Closed Bug 1743586 Opened 3 years ago Closed 3 years ago

Optimize call_indirect calling sequence

Tracking

()

Status:

RESOLVED FIXED

Milestone:

97 Branch

Tracking Flags:

Tracking

Status

firefox97

---

fixed

People

(Reporter: lth, Assigned: lth)

References

(Depends on 1 open bug, Blocks 1 open bug)

Details

Attachments

(4 files)

WIP: Bug 1743586 - Table optimization patch from bug 1642412 - DO NOT LAND 3 years ago Lars T Hansen [:lth] (deleted), text/x-phabricator-request		Details
Bug 1743586 - Change table-of-funcref representation and call-indirect code. r?rhunt 3 years ago Lars T Hansen [:lth] (deleted), text/x-phabricator-request		Details
WIP: Bug 1743586 - Fuse the load and call on x64 + notes (WIP) 3 years ago Lars T Hansen [:lth] (deleted), text/x-phabricator-request		Details
Bug 1743586 - Better bounds checking code for call_indirect. r?rhunt 3 years ago Lars T Hansen [:lth] (deleted), text/x-phabricator-request		Details

Lars T Hansen [:lth]

Assignee

Description

•

3 years ago

With the call_indirect thunks having landed and apparently stuck (bug 1639153, bug 1742053) and a plausible null check elimination appearing on bug 1709578, and with better bounds check elimination a small matter of programming (bug 1625891), the call pretty much is reduced to "load type descriptor immediate" + "load code pointer" + "call indirect".

The remaining code for loading the code pointer and calling is not great, there are several things that can be done:

Constant optimization: If the table index is known, we don't need to scale it at runtime, we can scale it at compile time (and I believe we also don't need to pass it in the table call index register, so we save an immediate load there too).

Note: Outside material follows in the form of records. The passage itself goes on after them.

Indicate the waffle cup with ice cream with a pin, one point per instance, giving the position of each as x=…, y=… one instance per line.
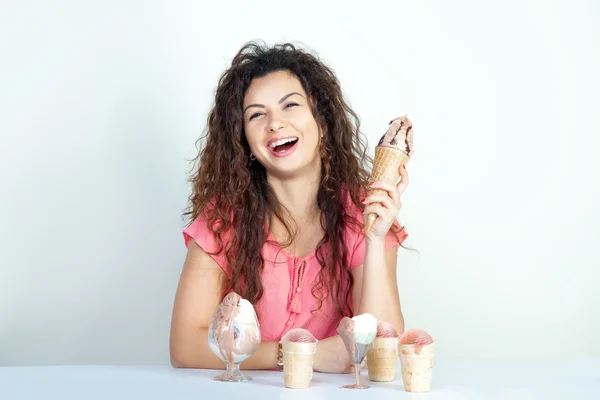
x=416, y=360
x=382, y=356
x=298, y=348
x=358, y=334
x=393, y=150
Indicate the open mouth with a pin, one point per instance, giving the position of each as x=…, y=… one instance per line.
x=283, y=147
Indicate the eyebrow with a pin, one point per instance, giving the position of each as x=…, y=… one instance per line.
x=280, y=101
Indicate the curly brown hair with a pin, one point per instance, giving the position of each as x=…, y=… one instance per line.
x=232, y=193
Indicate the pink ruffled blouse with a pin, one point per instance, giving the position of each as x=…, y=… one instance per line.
x=287, y=280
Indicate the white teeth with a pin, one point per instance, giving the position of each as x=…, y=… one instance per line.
x=281, y=141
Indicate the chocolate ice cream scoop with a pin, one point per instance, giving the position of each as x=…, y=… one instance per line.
x=386, y=330
x=399, y=135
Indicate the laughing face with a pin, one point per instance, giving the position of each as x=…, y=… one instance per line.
x=279, y=125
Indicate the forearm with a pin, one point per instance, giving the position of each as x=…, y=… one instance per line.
x=192, y=351
x=379, y=295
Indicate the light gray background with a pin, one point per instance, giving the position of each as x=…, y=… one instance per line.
x=101, y=102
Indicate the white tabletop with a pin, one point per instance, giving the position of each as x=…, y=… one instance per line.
x=515, y=380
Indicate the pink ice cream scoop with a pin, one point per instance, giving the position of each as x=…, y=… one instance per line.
x=417, y=337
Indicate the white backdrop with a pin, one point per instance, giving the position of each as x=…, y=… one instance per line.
x=101, y=102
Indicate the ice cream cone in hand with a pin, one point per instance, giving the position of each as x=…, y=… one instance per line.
x=393, y=150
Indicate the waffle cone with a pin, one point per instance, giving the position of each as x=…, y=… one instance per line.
x=298, y=364
x=381, y=359
x=386, y=168
x=416, y=363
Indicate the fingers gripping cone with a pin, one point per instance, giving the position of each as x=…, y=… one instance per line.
x=298, y=346
x=393, y=150
x=416, y=360
x=386, y=168
x=382, y=356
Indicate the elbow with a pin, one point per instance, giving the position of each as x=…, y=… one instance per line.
x=176, y=359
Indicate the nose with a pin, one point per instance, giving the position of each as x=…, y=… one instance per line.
x=276, y=122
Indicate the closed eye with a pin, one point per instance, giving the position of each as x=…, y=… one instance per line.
x=253, y=116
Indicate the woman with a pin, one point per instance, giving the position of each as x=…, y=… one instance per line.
x=277, y=213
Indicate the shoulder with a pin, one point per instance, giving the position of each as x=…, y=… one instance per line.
x=206, y=232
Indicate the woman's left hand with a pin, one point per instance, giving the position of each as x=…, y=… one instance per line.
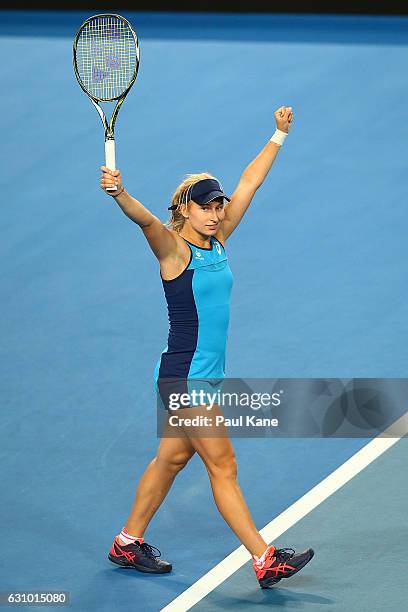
x=284, y=118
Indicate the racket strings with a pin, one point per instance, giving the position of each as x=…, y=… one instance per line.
x=107, y=57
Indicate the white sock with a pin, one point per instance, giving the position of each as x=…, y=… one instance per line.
x=261, y=559
x=125, y=538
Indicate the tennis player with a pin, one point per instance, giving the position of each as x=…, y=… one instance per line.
x=187, y=247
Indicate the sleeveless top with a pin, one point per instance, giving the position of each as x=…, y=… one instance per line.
x=198, y=302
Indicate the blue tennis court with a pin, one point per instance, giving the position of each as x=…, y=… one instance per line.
x=320, y=291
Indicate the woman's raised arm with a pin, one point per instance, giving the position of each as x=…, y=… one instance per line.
x=161, y=240
x=255, y=173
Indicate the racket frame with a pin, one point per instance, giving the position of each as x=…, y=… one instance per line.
x=109, y=127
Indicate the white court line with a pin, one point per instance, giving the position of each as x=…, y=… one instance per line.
x=292, y=515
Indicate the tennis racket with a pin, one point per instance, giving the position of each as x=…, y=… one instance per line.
x=106, y=58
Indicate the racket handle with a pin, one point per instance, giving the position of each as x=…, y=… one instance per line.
x=110, y=161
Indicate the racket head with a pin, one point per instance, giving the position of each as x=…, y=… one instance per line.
x=106, y=57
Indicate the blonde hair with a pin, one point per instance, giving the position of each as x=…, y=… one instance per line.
x=181, y=197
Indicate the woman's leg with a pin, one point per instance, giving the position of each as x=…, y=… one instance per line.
x=172, y=455
x=218, y=456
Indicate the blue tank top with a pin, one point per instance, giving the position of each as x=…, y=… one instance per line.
x=198, y=303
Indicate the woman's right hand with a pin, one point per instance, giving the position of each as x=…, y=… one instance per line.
x=111, y=178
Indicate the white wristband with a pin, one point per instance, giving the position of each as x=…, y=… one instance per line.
x=279, y=137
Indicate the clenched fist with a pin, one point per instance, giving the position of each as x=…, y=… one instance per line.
x=111, y=178
x=284, y=118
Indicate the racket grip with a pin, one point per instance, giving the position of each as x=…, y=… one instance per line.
x=110, y=161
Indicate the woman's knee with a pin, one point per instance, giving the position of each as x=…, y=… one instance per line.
x=174, y=463
x=223, y=465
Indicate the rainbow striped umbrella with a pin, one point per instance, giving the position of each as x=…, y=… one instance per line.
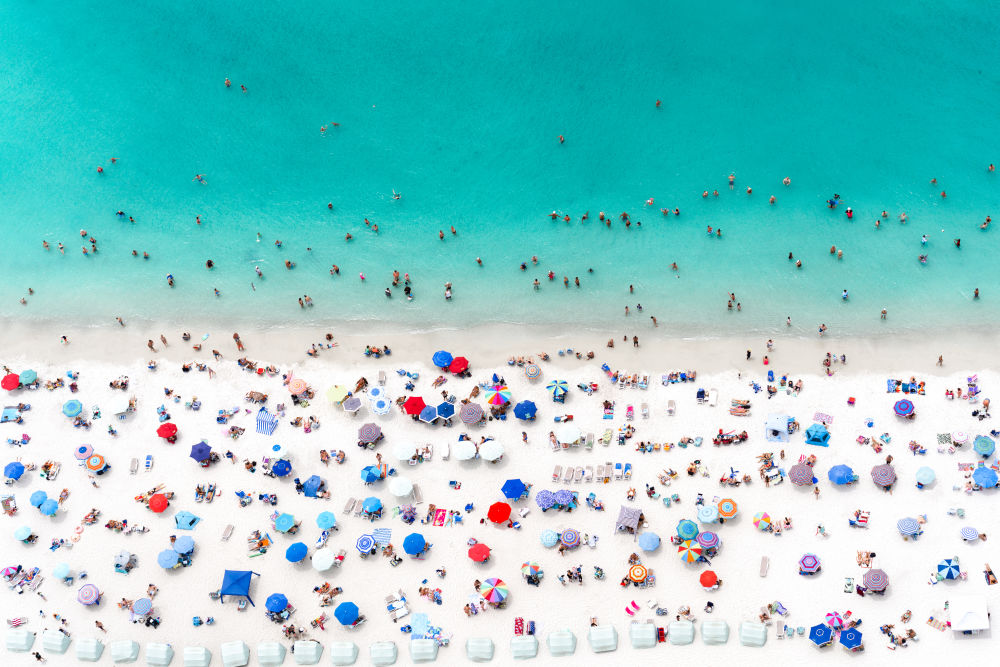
x=494, y=590
x=689, y=551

It would be nice to do a corpus analysis to find out how often the table index is known, but it's a small investment to just make the change.

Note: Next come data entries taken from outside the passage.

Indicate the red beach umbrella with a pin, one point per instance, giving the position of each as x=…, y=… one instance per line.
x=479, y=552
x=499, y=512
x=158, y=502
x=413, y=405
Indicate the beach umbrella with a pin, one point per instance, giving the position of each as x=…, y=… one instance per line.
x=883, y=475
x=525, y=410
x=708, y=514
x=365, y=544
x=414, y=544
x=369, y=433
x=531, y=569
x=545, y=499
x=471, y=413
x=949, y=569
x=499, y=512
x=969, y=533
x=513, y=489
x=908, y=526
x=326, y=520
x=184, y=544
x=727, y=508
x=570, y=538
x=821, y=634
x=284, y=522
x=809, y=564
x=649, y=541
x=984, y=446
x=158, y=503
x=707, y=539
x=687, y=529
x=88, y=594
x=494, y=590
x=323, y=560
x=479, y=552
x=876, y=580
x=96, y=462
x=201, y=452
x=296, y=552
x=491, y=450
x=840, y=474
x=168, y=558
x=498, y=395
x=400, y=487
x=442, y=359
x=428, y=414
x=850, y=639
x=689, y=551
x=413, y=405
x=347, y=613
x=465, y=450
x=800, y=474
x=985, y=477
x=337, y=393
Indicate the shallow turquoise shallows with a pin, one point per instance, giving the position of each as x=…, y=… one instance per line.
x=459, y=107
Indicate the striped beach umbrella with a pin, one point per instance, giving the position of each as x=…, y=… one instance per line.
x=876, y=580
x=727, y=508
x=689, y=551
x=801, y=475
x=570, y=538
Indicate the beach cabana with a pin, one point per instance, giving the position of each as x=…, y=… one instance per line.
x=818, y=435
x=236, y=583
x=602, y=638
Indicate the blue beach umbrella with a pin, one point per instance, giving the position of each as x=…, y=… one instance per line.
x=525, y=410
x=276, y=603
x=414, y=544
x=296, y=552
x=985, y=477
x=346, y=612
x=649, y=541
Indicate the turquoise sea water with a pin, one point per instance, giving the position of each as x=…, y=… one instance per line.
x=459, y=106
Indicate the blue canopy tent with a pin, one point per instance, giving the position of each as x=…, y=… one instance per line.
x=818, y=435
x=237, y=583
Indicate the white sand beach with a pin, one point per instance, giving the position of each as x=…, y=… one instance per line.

Faster scaling: The current code is x86-oriented because it special-cases scaling by 8 (which can be an LEA by means of a BaseIndex) while everything else is shunted through a shift + add operation.

On ARM and ARM64 we can merge the shift and the add with a shifted-add instruction.
On x64 we can also use LEA... Rearrange the table and store all the code pointers together in the first half of the table and the tls pointers (which we still need) together in the second half of the table. The tls pointers are no longer needed during the call itself, so it's fine if an index has to be recomputed to get a tls value when we do table.get and similar. Now the code pointers are 8 bytes apart and we can use LEA.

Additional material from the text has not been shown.